Friedberg rightly draws attention to China’s intentions and growing power, but he underestimates the severity of its domestic problems, some irreversible, that will inevitably deplete the country’s rice bowl and prevent it from becoming a global competitor to the U.S. Moreover, the author overemphasizes the ideological character of the conflict. If, as Friedberg grants, China’s behavior is not unique for a rising power and if a liberalized China would still pursue regional preeminence, it is difficult to see what practical difference its nominal ideology makes. China is no Soviet Union. China will not displace America’s global primacy; it presents, rather, a near-term contest for regional supremacy. This is a manageable challenge for the U.S., one made easier by the fact that Beijing’s belligerence in the South China Sea has aligned all of its neighbors that count, led by Vietnam, under U.S. leadership. That Vietnam is also a communist authoritarian regime matters not a whit. To borrow Deng Xiaoping’s maxim, it doesn’t matter whether the cat is white or black as long as it catches the mouse in the struggle for mastery in Asia.End.


1. Keith Richburg, “China’s Boom Ends as Investment, Exports, Manufacturing Fall,” Washington Post, 12/16/11; the housing bubble is noted by Robert Samuelson, “Is a Chinese Economic Slump on the Horizon?” Washington Post, 1/9/12.

2. Ibid. See also Gillian Wong, “Police Seal Off Southern Chinese Village, Cut Food Supplies Amid Protests Over Land Sales,” Washington Post, 12/15/11; and Keith Richburg, “Guangdong Protests Could Impact China’s Leadership Struggle,” Washington Post, 12/23/11.

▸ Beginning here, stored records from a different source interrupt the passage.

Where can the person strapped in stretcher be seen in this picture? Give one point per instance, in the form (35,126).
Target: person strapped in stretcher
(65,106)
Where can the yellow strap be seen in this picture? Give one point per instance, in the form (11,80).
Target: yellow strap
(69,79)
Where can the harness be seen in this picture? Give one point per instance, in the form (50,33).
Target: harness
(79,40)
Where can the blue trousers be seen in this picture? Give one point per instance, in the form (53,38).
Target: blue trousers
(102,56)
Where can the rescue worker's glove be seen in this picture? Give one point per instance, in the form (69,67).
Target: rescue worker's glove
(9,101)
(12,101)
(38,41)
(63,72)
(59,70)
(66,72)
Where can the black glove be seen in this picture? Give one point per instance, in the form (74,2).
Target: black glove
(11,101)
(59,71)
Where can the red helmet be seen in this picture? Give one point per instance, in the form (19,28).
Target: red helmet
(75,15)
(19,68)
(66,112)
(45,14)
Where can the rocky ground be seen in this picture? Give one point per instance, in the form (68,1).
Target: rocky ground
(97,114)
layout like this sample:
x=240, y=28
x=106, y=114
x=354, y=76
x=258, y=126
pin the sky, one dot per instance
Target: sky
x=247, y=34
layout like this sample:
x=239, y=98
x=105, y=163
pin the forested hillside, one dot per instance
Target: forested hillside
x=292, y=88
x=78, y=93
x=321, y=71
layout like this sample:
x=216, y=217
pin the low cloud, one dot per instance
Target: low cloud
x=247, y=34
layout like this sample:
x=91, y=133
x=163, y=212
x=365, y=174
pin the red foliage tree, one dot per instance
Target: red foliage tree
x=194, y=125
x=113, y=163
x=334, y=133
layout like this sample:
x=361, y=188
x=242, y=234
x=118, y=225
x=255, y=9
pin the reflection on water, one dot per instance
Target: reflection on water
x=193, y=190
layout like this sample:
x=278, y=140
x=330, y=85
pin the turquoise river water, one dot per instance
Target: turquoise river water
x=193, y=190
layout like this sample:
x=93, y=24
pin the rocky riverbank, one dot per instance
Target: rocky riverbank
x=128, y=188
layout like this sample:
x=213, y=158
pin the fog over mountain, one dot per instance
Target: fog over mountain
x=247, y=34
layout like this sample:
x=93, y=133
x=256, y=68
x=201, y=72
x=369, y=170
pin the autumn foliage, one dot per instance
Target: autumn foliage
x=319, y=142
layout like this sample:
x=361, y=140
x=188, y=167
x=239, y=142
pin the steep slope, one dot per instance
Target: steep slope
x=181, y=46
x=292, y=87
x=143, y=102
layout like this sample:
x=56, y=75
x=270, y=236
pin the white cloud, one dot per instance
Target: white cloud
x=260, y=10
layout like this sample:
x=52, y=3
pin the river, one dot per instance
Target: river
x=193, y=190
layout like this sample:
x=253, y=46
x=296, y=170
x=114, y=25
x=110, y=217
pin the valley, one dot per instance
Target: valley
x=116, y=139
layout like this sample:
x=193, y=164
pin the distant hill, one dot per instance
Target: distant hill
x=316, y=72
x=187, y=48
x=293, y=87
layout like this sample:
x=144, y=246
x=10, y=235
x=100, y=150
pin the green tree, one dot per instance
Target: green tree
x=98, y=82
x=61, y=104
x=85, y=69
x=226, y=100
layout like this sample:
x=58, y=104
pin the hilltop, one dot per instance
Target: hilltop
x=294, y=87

3. John Pomfret, “A Long Wait at the Gate to Greatness,” Washington Post, 7/27/08; and Minxin Pei, “Looming Stagnation,” National Interest (Mar./April, 2009), 13-19.

4. Yanzhong Huang, “The Sick Man of Asia: China’s Health Crisis,” Foreign Affairs (Nov./Dec., 2011), 119-136.

5. Pomfret, ibid.

6. Secretary of State Hillary Rodham Clinton, “America’s Engagement in the Asia-Pacific,” Honolulu, HI, 10/28/10; and “America’s Pacific Century,” Honolulu, HI, 11/10/11; also Secretary of Defense Robert Gates, “Remarks at the International Institute for Strategic Studies,” Singapore, 6/4/11.

7. President Barack Obama, “Remarks at the APEC CEO Business Summit,” Honolulu, HI, 11/12/11; and “Remarks to the Australian Parliament,” Canberra, Australia, 11/17/11.

8. President Barack Obama, “Remarks on the Defense Strategic Review,” The Pentagon, 1/5/12.

John Coffey
John Coffey

John W. Coffey received a Ph.D. in American history from Stanford University and taught for 20 years. He served in OSD Policy at the Pentagon from 1986-88 and as a civil servant at the Commerce and State Departments for 15 years, retiring from State in 2005. He has written widely on foreign and defense policy.